Dari perjalanan tim kami di bumi serasan sekundang, banyak hal yang kemudian membentuk pemikiran kami yang saat itu datang sebagai fresh graduate tenaga kesehatan, untuk bekerja dalam lingkup kolaborasi. Karena upaya perbaikan kesehatan masyarakat adalah tanggungjawab semua orang dan institusi, tidak hanya institusi dan tenaga kesehatan saja, terutama puskesmas yang menjadi lini pertama yang paling dekat dengan masyarakat.

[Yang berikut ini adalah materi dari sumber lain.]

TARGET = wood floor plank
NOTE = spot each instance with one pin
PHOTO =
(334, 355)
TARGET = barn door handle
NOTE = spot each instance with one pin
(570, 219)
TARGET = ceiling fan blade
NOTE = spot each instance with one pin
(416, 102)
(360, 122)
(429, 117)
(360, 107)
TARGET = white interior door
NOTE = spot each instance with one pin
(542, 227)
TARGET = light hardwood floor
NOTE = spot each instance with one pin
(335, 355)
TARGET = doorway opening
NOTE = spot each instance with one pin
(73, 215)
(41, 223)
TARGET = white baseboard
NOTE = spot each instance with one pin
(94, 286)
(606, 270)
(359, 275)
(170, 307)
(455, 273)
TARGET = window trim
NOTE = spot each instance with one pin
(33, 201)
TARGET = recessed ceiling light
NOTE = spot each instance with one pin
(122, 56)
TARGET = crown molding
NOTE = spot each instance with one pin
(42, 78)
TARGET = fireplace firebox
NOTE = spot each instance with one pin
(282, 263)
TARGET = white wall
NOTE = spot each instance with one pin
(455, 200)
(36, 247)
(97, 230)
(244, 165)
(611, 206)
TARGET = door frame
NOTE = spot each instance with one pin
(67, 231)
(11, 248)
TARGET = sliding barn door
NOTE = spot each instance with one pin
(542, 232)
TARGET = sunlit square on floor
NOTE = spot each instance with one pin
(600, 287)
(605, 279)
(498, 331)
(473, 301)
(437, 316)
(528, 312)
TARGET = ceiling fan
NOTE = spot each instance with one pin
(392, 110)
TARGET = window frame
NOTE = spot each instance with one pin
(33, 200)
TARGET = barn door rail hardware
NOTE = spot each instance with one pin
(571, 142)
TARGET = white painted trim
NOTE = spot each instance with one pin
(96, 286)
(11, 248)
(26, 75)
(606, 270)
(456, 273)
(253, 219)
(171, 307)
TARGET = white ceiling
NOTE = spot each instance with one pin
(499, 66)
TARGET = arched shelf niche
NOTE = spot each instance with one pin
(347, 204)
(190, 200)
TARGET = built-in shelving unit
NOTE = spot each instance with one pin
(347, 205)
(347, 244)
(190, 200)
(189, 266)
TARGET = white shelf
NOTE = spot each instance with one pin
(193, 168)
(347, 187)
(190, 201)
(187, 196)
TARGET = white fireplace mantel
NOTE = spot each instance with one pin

Pun sebaliknya, tenaga kesehatan tidak seharusnya mengesampingkan institusi maupun perorangan di luar sektor kesehatan, dari akar rumput (grass root) hingga level tertinggi pembuat kebijakan. Dalam hal ini, para dokter pun bisa berperan tidak hanya dalam upaya kuratif, namun juga preventif dengan memberikan pemikiran-pemikiran serta edukasi secara terus menerus. Dokter tidak seharusnya terkotakkan dengan pemikiran patient-oriented tetapi juga melihat komunitas masyarakat sebagai entitas yang dapat mendukung upaya kesehatan bersama. Karena pembangunan kesehatan adalah upaya Kerjasama, bukan kerja perorangan.